Thursday, May 10, 2007

Life is not a series of gig lamps

I recently read Mrs. Dalloway by Virginia Woolf (1925). I love the modernists, and especially Virginia Woolf, but somehow I had gotten through 30 years of my life without reading this book. I'm not sure why. Now I want to go back and re-read all her other books. Modernism is for me!

In the introduction to my copy of the book, the editor quotes from Woolf's essay "Modern Fiction" (1919):

Examine for a moment an ordinary mind on an ordinary day. The mind receives a myriad impressions -- trivial, fantastic, evanescent, or engraved with the sharpest of steel. From all sides they come, an incessant shower of innumerable atoms, and as they fall, as they shape themselves into the life of Monday or Tuesday, the accent falls differently from of old; the moment of importance came not here but there, so that, if a writer were a free man and not a slave, if he could write what he chose, not what he must, if he could base his work upon feeling and not upon conviction, there would be no plot, no comedy, no tragedy, no love interest or catastrophe in the accepted style, and perhaps not a single button sewn on as the Bond Street tailors would have it... Life is not a series of gig lamps symmetrically arranged, life is a luminous halo, a semi-transparent envelope surrounding us from the beginning of consciousness to the end.

That really gets at the heart of what Woolf is doing with Mrs. Dalloway. In this book, we follow the title character through one day of her life as she prepares for and hosts a party at her house. While not really stream of consciousness, the narrative is very loose and free (sometimes almost poetic) and follows the thoughts of Mrs. Dalloway and the people with whom she interacts. We easily transfer from one person to another and then back again, learning about their present and their past, and their relationships with one another. The end result is a truly engrossing and descriptive book of a life, as told through the lens of one day of it. One thing that I love is when giant things are crammed into tiny artistic containers, and the restraints of setting a book in one day really appeal to me.

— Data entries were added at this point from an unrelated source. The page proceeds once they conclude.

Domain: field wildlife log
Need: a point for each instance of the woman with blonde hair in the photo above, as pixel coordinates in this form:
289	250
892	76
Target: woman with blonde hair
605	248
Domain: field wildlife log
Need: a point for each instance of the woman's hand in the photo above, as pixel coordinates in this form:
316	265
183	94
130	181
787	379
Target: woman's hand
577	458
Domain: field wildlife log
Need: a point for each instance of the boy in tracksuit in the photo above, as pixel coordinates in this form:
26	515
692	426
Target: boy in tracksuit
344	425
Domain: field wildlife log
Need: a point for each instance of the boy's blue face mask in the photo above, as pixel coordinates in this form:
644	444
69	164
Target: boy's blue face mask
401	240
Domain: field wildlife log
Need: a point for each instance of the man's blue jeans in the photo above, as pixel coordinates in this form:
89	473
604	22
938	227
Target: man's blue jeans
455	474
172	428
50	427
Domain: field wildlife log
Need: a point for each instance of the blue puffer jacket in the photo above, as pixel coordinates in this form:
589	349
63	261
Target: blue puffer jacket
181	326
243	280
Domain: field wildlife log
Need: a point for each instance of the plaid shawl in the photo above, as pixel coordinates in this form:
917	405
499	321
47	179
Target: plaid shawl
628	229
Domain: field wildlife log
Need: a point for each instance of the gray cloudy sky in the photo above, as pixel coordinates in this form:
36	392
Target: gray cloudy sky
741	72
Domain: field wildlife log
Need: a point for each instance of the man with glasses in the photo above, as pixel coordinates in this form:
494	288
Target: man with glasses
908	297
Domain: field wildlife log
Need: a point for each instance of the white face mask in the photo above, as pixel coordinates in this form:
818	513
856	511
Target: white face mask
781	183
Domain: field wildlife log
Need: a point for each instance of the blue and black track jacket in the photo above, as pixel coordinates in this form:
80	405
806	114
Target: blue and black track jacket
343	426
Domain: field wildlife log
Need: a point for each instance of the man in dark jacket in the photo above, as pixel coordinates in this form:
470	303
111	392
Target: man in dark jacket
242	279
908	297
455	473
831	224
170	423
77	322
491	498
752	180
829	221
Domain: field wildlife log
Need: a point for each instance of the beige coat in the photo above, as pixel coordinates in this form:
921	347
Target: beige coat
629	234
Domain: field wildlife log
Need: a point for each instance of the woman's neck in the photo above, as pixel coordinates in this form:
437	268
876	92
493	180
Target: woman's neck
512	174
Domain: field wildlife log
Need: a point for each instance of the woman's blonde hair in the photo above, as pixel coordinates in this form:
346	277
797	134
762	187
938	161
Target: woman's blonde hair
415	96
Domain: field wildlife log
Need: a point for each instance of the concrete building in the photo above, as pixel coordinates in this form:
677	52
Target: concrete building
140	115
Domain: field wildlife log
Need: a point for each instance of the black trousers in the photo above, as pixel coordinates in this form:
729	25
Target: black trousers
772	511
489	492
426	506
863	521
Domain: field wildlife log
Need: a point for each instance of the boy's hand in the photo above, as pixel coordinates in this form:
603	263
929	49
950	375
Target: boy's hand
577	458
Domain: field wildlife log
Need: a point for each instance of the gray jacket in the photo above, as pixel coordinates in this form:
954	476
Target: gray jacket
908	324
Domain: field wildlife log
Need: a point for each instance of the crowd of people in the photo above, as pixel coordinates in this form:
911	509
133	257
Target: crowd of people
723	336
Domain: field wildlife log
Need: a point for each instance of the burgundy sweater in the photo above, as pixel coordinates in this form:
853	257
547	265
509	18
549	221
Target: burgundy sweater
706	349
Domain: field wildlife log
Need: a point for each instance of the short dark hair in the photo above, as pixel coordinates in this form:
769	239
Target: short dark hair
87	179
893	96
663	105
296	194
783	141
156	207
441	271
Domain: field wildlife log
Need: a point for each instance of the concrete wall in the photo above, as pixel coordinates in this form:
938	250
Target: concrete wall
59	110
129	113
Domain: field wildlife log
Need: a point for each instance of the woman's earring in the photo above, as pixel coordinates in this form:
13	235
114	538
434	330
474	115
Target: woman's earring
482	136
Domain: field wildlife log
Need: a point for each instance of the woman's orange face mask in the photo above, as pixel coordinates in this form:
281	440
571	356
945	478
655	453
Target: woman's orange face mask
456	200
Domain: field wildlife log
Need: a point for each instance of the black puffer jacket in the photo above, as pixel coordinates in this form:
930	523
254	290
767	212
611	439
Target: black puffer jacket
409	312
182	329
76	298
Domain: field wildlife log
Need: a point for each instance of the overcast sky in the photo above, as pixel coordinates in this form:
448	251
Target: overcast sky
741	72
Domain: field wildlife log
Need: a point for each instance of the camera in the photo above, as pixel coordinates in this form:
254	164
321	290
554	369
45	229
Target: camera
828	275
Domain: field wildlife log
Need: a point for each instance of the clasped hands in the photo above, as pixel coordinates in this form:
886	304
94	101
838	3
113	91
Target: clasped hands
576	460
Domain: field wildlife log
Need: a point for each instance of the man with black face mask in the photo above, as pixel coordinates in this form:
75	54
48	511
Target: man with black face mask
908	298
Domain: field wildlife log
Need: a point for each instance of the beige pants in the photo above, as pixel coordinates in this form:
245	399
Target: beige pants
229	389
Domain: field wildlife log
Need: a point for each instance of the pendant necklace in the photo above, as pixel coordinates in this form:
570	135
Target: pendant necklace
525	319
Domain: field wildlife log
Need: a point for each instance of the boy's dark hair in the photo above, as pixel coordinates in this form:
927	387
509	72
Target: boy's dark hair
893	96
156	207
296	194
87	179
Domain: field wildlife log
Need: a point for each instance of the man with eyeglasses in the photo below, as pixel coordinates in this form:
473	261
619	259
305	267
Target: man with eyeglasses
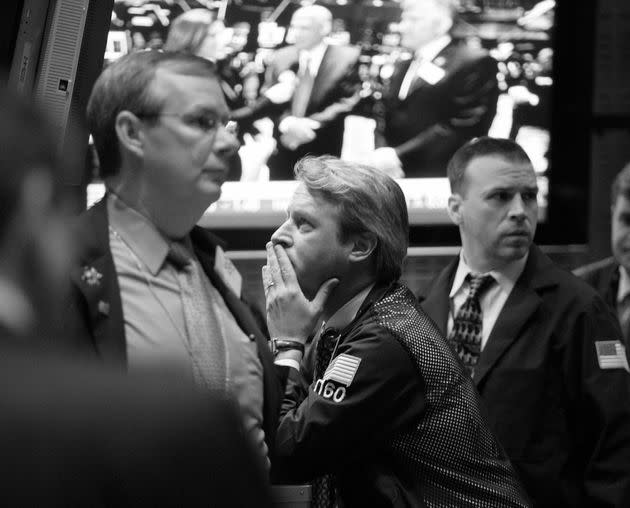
150	288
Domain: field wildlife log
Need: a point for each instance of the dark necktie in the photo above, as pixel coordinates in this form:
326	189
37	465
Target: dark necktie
302	93
623	312
324	487
410	79
324	350
466	334
206	341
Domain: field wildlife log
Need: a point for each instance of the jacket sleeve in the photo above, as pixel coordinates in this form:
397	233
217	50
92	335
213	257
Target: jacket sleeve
473	106
326	424
602	412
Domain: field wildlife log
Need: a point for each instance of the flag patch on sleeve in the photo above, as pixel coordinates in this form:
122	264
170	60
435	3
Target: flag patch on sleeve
611	354
342	369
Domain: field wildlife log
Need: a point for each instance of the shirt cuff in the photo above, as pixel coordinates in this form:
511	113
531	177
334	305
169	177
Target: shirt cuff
288	362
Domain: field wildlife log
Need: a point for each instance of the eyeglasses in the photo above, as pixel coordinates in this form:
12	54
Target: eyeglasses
205	122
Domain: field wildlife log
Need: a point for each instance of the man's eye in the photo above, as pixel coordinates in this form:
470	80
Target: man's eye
303	224
501	196
203	122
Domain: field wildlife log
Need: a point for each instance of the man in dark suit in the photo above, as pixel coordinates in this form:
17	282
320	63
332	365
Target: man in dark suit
544	349
379	403
326	89
611	276
443	96
151	290
79	435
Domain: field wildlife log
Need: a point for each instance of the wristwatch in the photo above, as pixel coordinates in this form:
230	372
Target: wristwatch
278	345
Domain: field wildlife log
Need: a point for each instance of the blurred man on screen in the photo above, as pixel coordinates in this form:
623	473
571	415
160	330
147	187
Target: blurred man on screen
443	96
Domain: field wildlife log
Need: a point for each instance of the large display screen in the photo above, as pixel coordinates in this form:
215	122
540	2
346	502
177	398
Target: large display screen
518	34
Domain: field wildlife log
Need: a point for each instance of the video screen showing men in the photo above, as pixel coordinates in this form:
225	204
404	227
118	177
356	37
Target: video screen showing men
326	89
543	349
151	289
443	96
378	409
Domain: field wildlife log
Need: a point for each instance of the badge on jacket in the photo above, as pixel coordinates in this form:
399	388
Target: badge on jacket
611	354
338	377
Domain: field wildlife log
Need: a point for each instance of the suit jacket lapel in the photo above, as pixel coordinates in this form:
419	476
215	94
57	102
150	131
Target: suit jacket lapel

Has any one read The Hours? I kind of want to now and (eventually) also see the movie. I've heard better things about the book than the movie, but both sound interesting.

2 comments:

steigrrr said...

i read the hours a few years ago before i saw the movie. i loved the book, and liked the movie okay, too. i just not too long ago purchased a very cheap remaindered hardcover copy of the mrs. dalloway reader, which has a bunch of essays and diary entries along with the short story mrs. dalloway's party and the novel itself. you can borrow it if you want.

TheAnxiousLife said...

Great quote!
To the Lighthouse is excellent. Jacob's Room is quite good, too.